陆雪臣见状,立时快步跑了过来,拽住了那只要作怪的手,冷冷道“他是这里的主人,是他收留了我们一晚。”意思是做人不能恩将仇报,乱杀无辜。
可魔尊是人吗陆雪臣明显已经忽略这至关重要的一点。
然而,魔的思维不能以常人的角度去揣度,关注点也分外诡异,转头看着一脸紧张却故作清冷的陆雪臣,挑眉,“我们”
陆雪臣不知怎么答,便抿唇点了下头。
男人想了一会儿,竟然真的放下了手,轻轻笑了一声,道“好吧。”
陆雪臣不着痕迹的松了口气,察觉到自己仍抓着那只手,在男人看过来之前,飞快的缩了回去。尽量保持平静温和的对老汉道“多谢老伯款待,我们便不留下吃饭了。”
老汉早已被凌冽的魔气压迫的不能动弹,仍肝胆俱裂的僵硬在原地,连锅糊了都没留意到。直到陆雪臣强拉着那个可怕的男人出了院,这才将吊在嗓眼的那口气呼出来,一屁股瘫坐在地上。

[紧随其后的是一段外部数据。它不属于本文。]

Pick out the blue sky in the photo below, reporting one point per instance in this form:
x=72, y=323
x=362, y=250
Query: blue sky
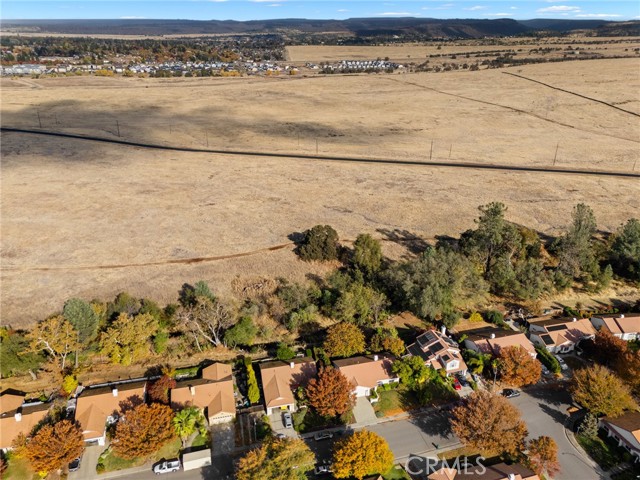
x=263, y=9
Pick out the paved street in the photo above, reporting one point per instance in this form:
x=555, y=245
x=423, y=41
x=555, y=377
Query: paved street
x=417, y=435
x=544, y=409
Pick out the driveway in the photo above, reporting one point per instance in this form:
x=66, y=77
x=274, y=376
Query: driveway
x=363, y=412
x=88, y=463
x=277, y=425
x=222, y=438
x=544, y=410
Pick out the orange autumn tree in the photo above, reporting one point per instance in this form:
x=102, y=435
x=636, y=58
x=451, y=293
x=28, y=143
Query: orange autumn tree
x=143, y=430
x=330, y=394
x=543, y=456
x=517, y=367
x=601, y=391
x=361, y=454
x=54, y=446
x=284, y=459
x=490, y=424
x=344, y=340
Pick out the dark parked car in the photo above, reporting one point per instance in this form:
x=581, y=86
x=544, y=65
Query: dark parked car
x=510, y=393
x=463, y=380
x=75, y=465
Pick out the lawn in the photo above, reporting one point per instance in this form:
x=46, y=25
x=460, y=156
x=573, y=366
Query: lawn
x=604, y=454
x=393, y=402
x=200, y=441
x=396, y=473
x=19, y=469
x=112, y=462
x=307, y=420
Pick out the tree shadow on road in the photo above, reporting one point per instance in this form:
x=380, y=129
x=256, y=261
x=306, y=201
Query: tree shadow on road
x=551, y=394
x=433, y=424
x=556, y=415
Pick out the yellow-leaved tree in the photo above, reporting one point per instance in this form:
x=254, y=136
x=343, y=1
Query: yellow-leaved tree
x=363, y=453
x=127, y=339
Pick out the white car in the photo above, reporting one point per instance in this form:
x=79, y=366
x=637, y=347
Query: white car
x=322, y=470
x=563, y=365
x=287, y=420
x=167, y=466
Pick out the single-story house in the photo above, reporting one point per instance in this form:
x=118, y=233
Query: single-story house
x=626, y=431
x=492, y=340
x=560, y=335
x=366, y=373
x=626, y=327
x=213, y=393
x=281, y=379
x=100, y=405
x=439, y=352
x=17, y=417
x=501, y=471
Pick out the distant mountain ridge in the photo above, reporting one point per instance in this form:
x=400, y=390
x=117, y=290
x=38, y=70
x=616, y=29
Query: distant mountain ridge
x=431, y=27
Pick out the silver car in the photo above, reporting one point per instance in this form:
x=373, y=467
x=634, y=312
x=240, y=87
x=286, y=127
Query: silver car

“为什么要走”男人对于道士的自作主张表示不满,不疾不徐的跟在后面,出声问道。
陆雪臣当然不会说是怕他继续留在那里会动辄杀人,只含糊其辞道“我们还要去找同伴。”
“同伴”男人觉得这个词更新鲜,想了想,大手一挥,笑道“如果它们也能算本座的同伴的话,似乎并不需要本座费心去找。”
陆雪臣一抬头,就看见男人身后乌泱泱的一片妖魔,男人站在那里,微抬着下巴,甚是从容自得。陆雪臣却很想一巴掌扇过去,将男人和他身后那一群拍进地里。